Je détourne les yeux.

— C'est si évident que ça ?

Il pose le dessin sur mon bureau avant de s'allonger sur mon lit et enfouir la tête dans mon oreiller.

— Plus qu'évident même, je dirais que ça crève les yeux.

Je lui enfonce la tête dans mon oreiller en guise de vengeance, puis je m'allonge à côté de lui. On est en face l'un de l'autre, et je vois tous les détails de ses yeux bleus limpides. Ils sont vraiment magnifiques. Est-ce que quelqu'un lui a déjà dit ça ?

— Tes yeux sont magnifiques, je laisse échapper.
— J'adore tes taches de rousseur, réplique-t-il.
— Tu déconnes ! Je m'exclame. Je les ai toujours trouvées hideuses.
— C'est la partie physique que je préfère chez toi.

J'essaie de garder ma respiration régulière, mais je sens que je suis en train de perdre le fil de mes pensées.  Owen saisit mes doigts et m'embrasse les phalanges. Je me sens frissonner. Ses lèvres sont douces.

— J'aime quand tu regardes les gens mal, je dis.
— Même toi ?
— À ton avis ?

On rit tous les deux.

— J'aime quand tu parles aux gosses plus jeunes comme si t'étais mille fois supérieur à eux.
— Parce que je le suis.
— Prends pas la grosse tête.
— Tu m'as pas contredit.

Il pouffe.

— Tu l'es.

Je ne sais pas pourquoi, mais je relance.

— J'aime quand tu dis quelque chose de vraiment intelligent et que je n'arrive pas à trouver quelque chose à répliquer.
— J'aime quand tu mens tellement bien que si je ne savais pas que tu mentais je n'arriverais pas à le deviner.
— J'aime quand tu me parles de toi.
— J'aime quand tu retournes mes propres tactiques de combat contre moi.
— J'aime quand tu m'apprends des tactiques de combat.
— J'aime la couleur de tes cheveux.
— J'aime les cicatrices sur ton corps. Elles te rendent réel.
— J'aime quand tu les touches sans avoir l'air dégouté.

Je sens trois mots me coller à la langue, et je n'arrive plus à ouvrir la bouche, parce que j'ai trop peur qu'ils sortent. Si ça arrive, il n'y aura plus de retour en arrière. Ce que je fais à la place, c'est que je prends la main d'Owen, et je la mets sur mon cœur, qui est en train de courir un marathon.

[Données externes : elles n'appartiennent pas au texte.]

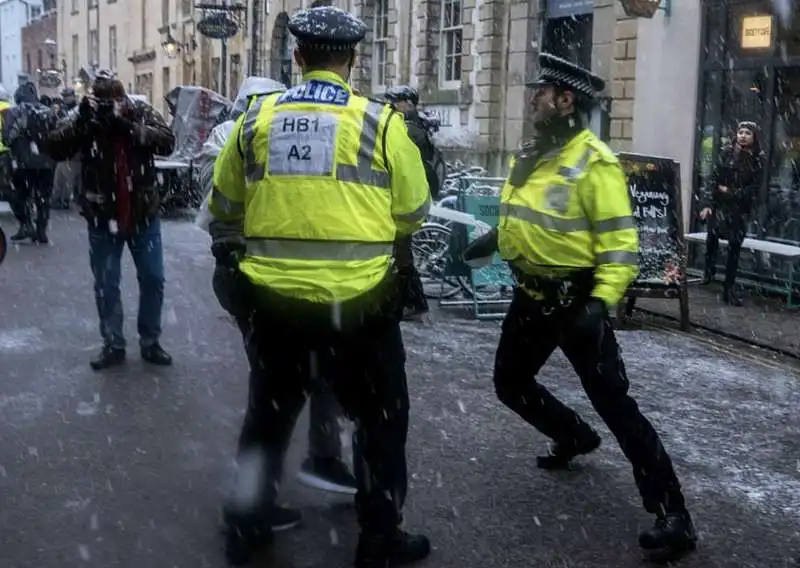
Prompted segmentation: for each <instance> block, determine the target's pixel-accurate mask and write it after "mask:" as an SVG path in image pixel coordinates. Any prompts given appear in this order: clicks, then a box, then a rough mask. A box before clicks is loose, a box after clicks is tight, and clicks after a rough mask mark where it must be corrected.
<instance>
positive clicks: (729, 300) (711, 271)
mask: <svg viewBox="0 0 800 568" xmlns="http://www.w3.org/2000/svg"><path fill="white" fill-rule="evenodd" d="M763 156H764V153H763V152H762V151H761V145H760V143H759V140H758V125H757V124H756V123H755V122H740V123H739V125H738V127H737V129H736V140H735V142H734V143H733V145H731V146H726V147H725V148H723V149H722V150H721V151H720V155H719V159H718V161H717V164H716V166H715V168H714V172H713V173H712V175H711V179H710V182H709V188H710V192H709V195H708V198H707V202H706V204H705V206H704V207H703V209H702V210H701V211H700V218H701V219H703V220H704V221H707V223H708V240H707V242H706V264H705V275H704V277H703V284H709V283H711V282H712V281H713V280H714V273H715V272H716V263H717V253H718V252H719V240H720V239H725V240H727V241H728V259H727V260H728V261H727V263H726V268H725V289H724V293H723V300H724V301H725V302H726V303H727V304H730V305H732V306H741V305H742V300H741V298H740V297H739V296H738V295H737V294H736V290H735V289H734V285H735V283H736V271H737V270H738V267H739V256H740V254H741V250H742V243H743V242H744V238H745V235H746V234H747V223H748V221H749V217H750V213H751V211H752V208H753V204H754V202H755V197H756V195H757V194H758V188H759V186H760V184H761V176H762V172H763V168H764V158H763Z"/></svg>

— Regarde, je murmure. Il bat tellement vite.

Il fait pareil avec le sien. Je sens son torse sous ma main, et son cœur qui bat aussi vite que le mien. Je lève les yeux vers lui.

— Tu penses toujours que tu pourrais être n'importe qui ?

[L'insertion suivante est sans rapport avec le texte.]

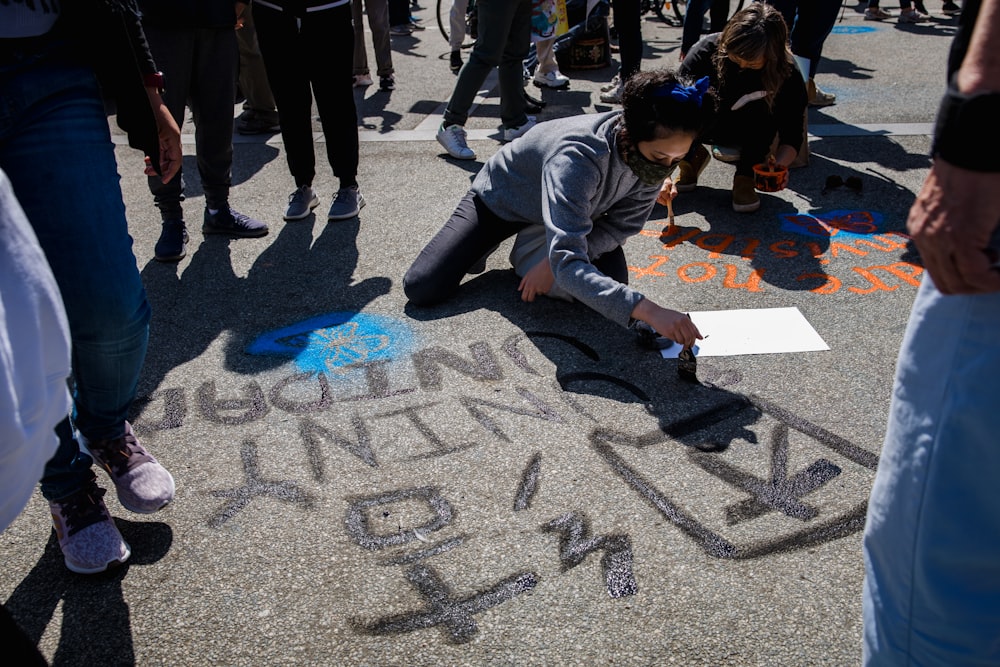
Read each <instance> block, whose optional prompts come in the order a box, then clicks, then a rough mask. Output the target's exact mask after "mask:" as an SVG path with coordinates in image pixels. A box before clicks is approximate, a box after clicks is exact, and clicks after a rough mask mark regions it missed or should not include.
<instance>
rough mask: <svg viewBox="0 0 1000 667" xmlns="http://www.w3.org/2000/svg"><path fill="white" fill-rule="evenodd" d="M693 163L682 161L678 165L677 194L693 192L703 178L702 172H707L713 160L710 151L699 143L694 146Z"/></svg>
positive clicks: (692, 154)
mask: <svg viewBox="0 0 1000 667" xmlns="http://www.w3.org/2000/svg"><path fill="white" fill-rule="evenodd" d="M691 152H692V156H691V161H690V162H689V161H688V160H681V161H680V162H678V163H677V168H678V170H679V173H678V176H677V180H676V181H674V185H675V186H677V192H691V191H692V190H694V189H695V187H697V185H698V177H699V176H701V172H703V171H705V167H707V166H708V161H709V160H711V159H712V158H711V156H710V155H709V154H708V151H707V150H706V149H705V147H704V146H702V145H701V144H699V143H696V144H694V146H693V150H692V151H691Z"/></svg>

Il lève aussi les yeux vers moi. On entrelace nos jambes, sans se concerter au préalable.

— Si j'arrêtais de le penser, je serais tellement heureux que ça me porterait préjudice.

Je lui embrasse le sommet de la tête, comme s'il était un enfant.

— C'est tout ce que je souhaite.

Il m'attrape par la taille et enfouit son visage dans mon épaule. Je crois qu'on s'endort comme ça, emmêlés l'un dans l'autre. Je pense que j'aimerais qu'il n'y ait jamais de lendemain.